# Popularity Prediction
## Problem 1.1
As a preliminary step, we calculated the following statistics to get a holistic overview of the twitter dataset.

In [6]:
import json
import numpy as np
import pandas as pd
import matplotlib.pyplot as plt
%matplotlib inline 

import os
import tqdm #python for loop progress bar

import datetime, time
import pytz



In [7]:
#these values were found via wc -l in CLI
hashtag_dict = {
    'gohawks':188136,
    'gopatriots':26232,
    'nfl':259024,
    'patriots':489713,
    'sb49':826951,
    'superbowl':1348767
}

In [8]:
def build_matrix(raw_df, index='date', mat_type='full'):
    """
    Iterates through the rows of the created dataframe and performs summing, maxes, and 
    creates time series
    """
    raw_df = raw_df.set_index(index)
    time_series = raw_df.groupby(pd.TimeGrouper(freq='60Min'))
    
    X = np.zeros((len(time_series), 8))
    y = np.zeros((len(time_series), 1))
    for i, (time_interval, g) in enumerate(time_series):
        """
        #get the date for sorting
        date = datetime.fromtimestamp(tweet_data['firstpost_date'])
        df.set_value(i, 'date', date)
        df.set_value(i, 'total_tweets', 1)
        df.set_value(i, 'total_retweets', tweet['metrics']['citations']['total'])
        
        #will sum and take max in post processing
        df.set_value(i, 'sum_followers', tweet['author']['followers'])
        df.set_value(i, 'max_followers', tweet['author']['followers'])
        df.set_value(i, 'total_replies', tweet['metrics']['citations']['replies'])
        df.set_value(i, 'total_ranking', tweet['metrics']['ranking_score'])
        df.set_value(i, 'total_impressions', tweet['metrics']['impressions'])


        """
        if(mat_type is 'full'):
            X[i, 0] = g.total_tweets.sum()
            X[i, 1] = g.total_retweets.sum()
            X[i, 2] = g.sum_followers.sum()
            X[i, 3] = g.max_followers.max()
            X[i, 4] = time_interval.hour     #store the hour of the day -> preserve order
            X[i, 5] = g.total_replies.sum()
            X[i, 6] = g.total_ranking.sum()
            X[i, 7] = g.total_impressions.sum()
        elif(mat_type is 'partial'):
            X[i, 0] = g.total_tweets.sum()
            X[i, 1] = g.total_retweets.sum()
            X[i, 2] = g.sum_followers.sum()
            X[i, 3] = g.max_followers.max()
            X[i, 4] = time_interval.hour     #store the hour of the day -> preserve order

            
        y[i, 0] = g.total_tweets.sum()
        
    return np.nan_to_num(X[:-1]), y[1:]

In [11]:
%%time
def load_data(filename=None):
    with open(filename, 'r') as file:
        df = pd.DataFrame(index=range(num_tweets),
                         columns=['date', 'total_tweets', 'total_retweets', 'sum_followers',
                                 'max_followers', 'total_replies', 'total_ranking',
                                 'total_impressions'])
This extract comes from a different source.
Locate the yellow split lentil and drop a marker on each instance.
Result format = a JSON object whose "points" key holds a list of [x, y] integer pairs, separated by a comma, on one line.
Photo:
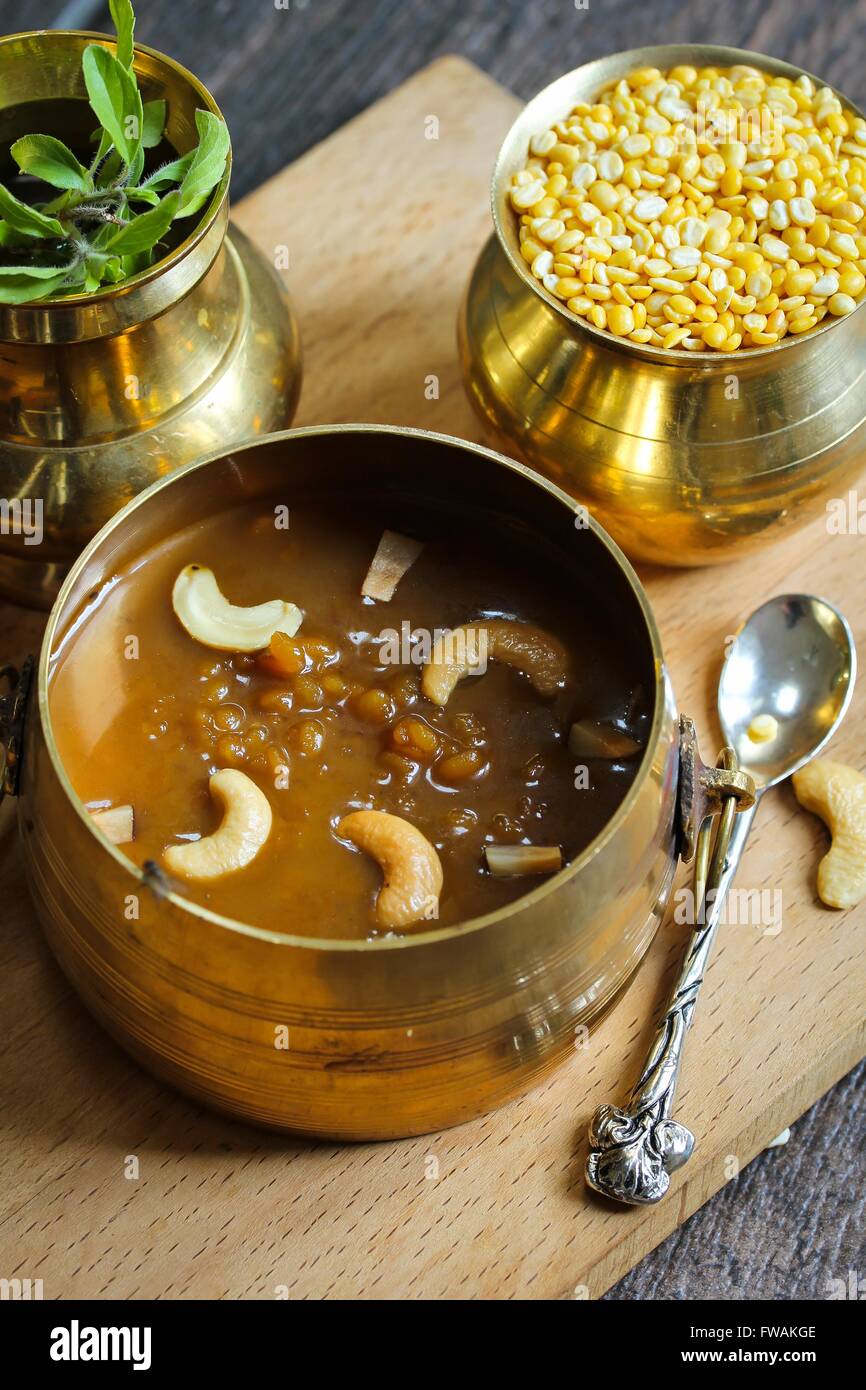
{"points": [[726, 203]]}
#total_tweets, total_retweets, sum_followers, 
#max_followers, time_of_day, toatl_replies, total_ranking, total_impressions
        for i, l in tqdm.tqdm(enumerate(file), total=num_tweets):

        #pandas df has first element as index and second as col
            tweet = json.loads(l)

            #get the date for sorting
            date = datetime.datetime.fromtimestamp(tweet['firstpost_date'])
            df.set_value(i, 'date', date)
            df.set_value(i, 'total_tweets', 1)
            df.set_value(i, 'total_retweets', tweet['metrics']['citations']['total'])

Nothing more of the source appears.